Hospitals face stark choice between balancing the books and safe staffing levels Seems exactly what NHSreality predicted in “about” 3 years ago. History tells us that once the juggernaut is going it cannot be stopped without great damage …
The NHS is facing the biggest financial crisis in its history. Hospitals are likely to be in deficit by around £2 billion at the end of this financial year largely because of the extra staff they hired. They did so in the wake of the failures of care at Mid Staffordshire NHS Foundation Trust exposed by the Francis Inquiry and because of increasing demand for care. Alarm bells are ringing loudly in Whitehall as the government seeks to control a crisis that risks spiralling out of control.
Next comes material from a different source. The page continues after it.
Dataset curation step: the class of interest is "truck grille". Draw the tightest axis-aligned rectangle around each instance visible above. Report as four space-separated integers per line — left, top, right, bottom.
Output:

Jeremy Hunt and other ministers in effect turned a blind eye to overspending before the general election because of the priority attached to ensuring safe staffing on hospital wards. They did so to move debate on from Andrew Lansley’s controversial and technocratic market reforms, enshrined in the Health and Social Care Act 2012, and to emphasise the importance of improving patient care.
Hunt’s mission to improve patient safety was remarkably successful in neutralising the NHS as an election issue. Less than a year later, the high costs of doing so are transparent. Most hospitals are unable to balance their books and some are forecasting deficits running into tens of millions of pounds. With NHS hospitals unable to go bankrupt, money has to be found to pay staff and ensure patients are treated.
Health ministers are now emphasising the need to restore financial control. This inevitably involves reviewing staffing levels when such a high proportion of NHS spending goes on the workforce. NHS leaders are doing so in the context of a financial settlement which, although generous compared to some other areas of spending, leaves the NHS in the grip of the biggest sustained funding squeeze it has ever faced.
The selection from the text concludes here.